The combinatorial Nullstellensatz

I haven’t done a proper math blog post for awhile, and I’ve been meaning to learn more about the polynomial method, so I thought I’d sit down and get to grips with the “combinatorial Nullstellensatz” (see Alon (1999)). This was prompted when I realised that there were a couple of exercises in of Knuth’s books (namely Volume 2 and Volume 4, Fascicle 5) that concern the Nullstellensatz. (I’m working off a preliminary draft of Mathematical Preliminaries Redux (MPR), which was posted to Knuth’s website before the book came out; it is no longer there because the book is now out! I do not know if the exercises (and numbering) in my draft correspond to the exercises in the actual book.) I must confess to having seen the proof of the Nullstellensatz before in Tao and Vu’s Additive Combinatorics which I read (read: skimmed) about three months ago, but I have forgotten it and so this post will see me trying to reconstruct it, with some hints from Knuth.

Update. I have also made a video on this topic. It follows the outline of this blog post pretty closely, but might be more enjoyable for people who prefer listening over reading.

Proof of the theorem

Here is the statement we’re trying to prove (exercise 114 of MPR):

Theorem (The combinatorial Nullstellensatz).

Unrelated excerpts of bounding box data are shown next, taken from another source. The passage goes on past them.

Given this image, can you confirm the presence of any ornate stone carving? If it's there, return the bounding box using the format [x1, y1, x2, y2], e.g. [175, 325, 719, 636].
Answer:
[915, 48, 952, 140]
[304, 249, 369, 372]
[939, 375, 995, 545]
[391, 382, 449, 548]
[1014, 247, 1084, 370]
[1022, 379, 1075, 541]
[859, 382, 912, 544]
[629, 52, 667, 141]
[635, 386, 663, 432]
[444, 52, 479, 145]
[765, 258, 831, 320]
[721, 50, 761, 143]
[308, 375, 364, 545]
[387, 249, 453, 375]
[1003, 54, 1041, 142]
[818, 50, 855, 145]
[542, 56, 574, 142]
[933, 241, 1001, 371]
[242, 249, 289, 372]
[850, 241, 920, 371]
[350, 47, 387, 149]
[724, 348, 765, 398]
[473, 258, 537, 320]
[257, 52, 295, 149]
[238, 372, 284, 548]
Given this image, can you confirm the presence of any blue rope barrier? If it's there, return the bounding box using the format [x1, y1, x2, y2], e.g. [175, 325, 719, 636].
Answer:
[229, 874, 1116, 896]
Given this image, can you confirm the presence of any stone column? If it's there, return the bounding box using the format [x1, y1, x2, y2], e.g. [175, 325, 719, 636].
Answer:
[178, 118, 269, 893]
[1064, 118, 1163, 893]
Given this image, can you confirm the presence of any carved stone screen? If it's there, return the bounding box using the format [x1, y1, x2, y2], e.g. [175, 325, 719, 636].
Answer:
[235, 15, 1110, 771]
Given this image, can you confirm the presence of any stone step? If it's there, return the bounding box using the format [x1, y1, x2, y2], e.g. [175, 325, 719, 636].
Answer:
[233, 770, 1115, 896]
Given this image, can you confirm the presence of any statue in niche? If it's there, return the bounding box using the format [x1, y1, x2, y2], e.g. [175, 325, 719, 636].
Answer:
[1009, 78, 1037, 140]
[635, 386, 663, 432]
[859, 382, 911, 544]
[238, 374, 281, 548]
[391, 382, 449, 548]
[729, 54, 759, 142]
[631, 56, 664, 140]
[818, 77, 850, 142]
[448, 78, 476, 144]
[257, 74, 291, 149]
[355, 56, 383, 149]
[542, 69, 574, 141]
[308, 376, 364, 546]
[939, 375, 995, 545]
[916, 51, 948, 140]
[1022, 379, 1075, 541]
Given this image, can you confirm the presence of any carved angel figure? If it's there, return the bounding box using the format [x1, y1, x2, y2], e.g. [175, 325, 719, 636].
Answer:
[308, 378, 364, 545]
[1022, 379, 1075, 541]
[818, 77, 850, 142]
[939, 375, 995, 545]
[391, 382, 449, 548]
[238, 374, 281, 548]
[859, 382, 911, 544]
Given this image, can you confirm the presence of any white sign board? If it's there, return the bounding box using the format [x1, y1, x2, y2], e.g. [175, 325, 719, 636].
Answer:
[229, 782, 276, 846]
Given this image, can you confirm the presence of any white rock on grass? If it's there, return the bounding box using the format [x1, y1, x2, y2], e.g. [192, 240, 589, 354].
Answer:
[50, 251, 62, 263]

Let $k$ be a field and let $f\in k[x_1,\ldots,x_n]$ be a polynomial such that the coefficient of $x_1^{d_1}\cdots x_n^{d_n}$ is nonzero and each term has degree at most $d_1+\cdots +d_n$. If $S_1, \ldots, S_n$ are subsets of $k$ with $|S_j|>d_j$ for every $1\leq j\leq n$ and we pick $X_1,\ldots,X_n$ uniformly (and independently) at random respectively from $S_1,\ldots,S_n$, then

${\bf P}\big\{ f(X_1,\ldots,X_n) \neq0\big\} \geq {(|S_1|-d_1) + \cdots + (|S_n|-d_n) - n+1\over|S_1|\cdots|S_n|}.$

This probability is nonzero by our assumption on the sizes of the $S_j$ and indeed, most applications of the Nullstellensatz simply use the existence of a single non-root of $f$ in $S_1\times\cdots\times S_n$. As a hint, Knuth says to consult exercise 4.6.1.-16, which is found in Volume 2. Reformulated in probabilistic notation to match the notation used in the statement of the Nullstellensatz above, here is its statement and proof:

Lemma. Let $k$ be a field and fix a nonzero multivariate polynomial $f\in k[x_1,\ldots x_n]$. Suppose that the degree of $f$ in the variable $x_j$ is at most $d_j$ and let $S_1,\ldots,S_n$ be subsets of $k$ with $|S_j|\geq d_j$ for all $j$. Then if we sample $X_j$ uniformly (and independently) at random from each $S_j$,

${\bf P}\big\{ f(X_1, \ldots, X_n) \neq 0\big\} \geq {\prod_{j=1}^n (|S_j| - d_j)\over |S_1|\cdots|S_n|}.$

Proof. We induce on $n$. When $n = 1$, a polynomial of degree $d_1$ can have at most $d_1$ roots, so there are at least $|S_1| - d_1$ non-roots in the set $S_1$. Thus the probability of choosing a non-root is at least $(|S_1| - d_1)/|S_1|$. Now let $n>1$ and suppose the lemma holds for $n-1$. Sample $X_1, \ldots, X_{n-1}$ and note that if we let $g(x) = f(X_1,\ldots,X_{n-1},x)$, then there exist polynomials $f_0,\ldots,f_{d_n}\in k[x_1,\ldots,x_{n-1}]$ such that

$g(x) = f_0(X_1,\ldots,X_{n-1}) + x f_1(X_1,\ldots,X_{n-1}) + \cdots + {x}^{d^n} f_{d_n}(X_1,\ldots,X_{n-1}),$

with some $i$ such that $f_i$ not identically zero. By the induction hypothesis, we have

${\bf P}\big\{ f_i(X_1, \ldots, X_{n-1}) \neq 0\big\}\geq{\prod_{j=1}^{n-1} (|S_j|-d_j)\over|S_1|\cdots|S_{n-1}|},$

meaning that $g(x)$ is a nonzero univariate polynomial with degree at most $d_n$. Thus it has at most $d_n$ roots and sampling $X_n$ uniformly from $S_n$, we conclude that

${\bf P}\big\{g(x_n)\neq 0\big\} \geq {\bf P}\big\{ f_i(X_1, \ldots, X_{n-1})\big\} {|S_n| - d_n\over |S_n|} \geq {\prod_{j=1}^n (|S_j| - d_j)\over |S_1|\cdots|S_n|}.$

This completes the induction and proves the lemma.  ∎

The lemma above is a variant of the Schwartz-Zippel lemma. (Knuth cites DeMillo and Lipton, and indeed, Wikipedia says that this lemma was independently discovered around the same time by Schwartz, Zippel, and DeMillo-Lipton; I have included all three references at the bottom of the post.) It quantifies the intuitive fact that with $f$ fixed, as the sizes of the $S_j$ increase, the probability of finding a root of $f$ when picking vectors uniformly at random from $\prod_j S_j$ goes to 0. With this lemma in hand, we can now prove the Nullstellensatz.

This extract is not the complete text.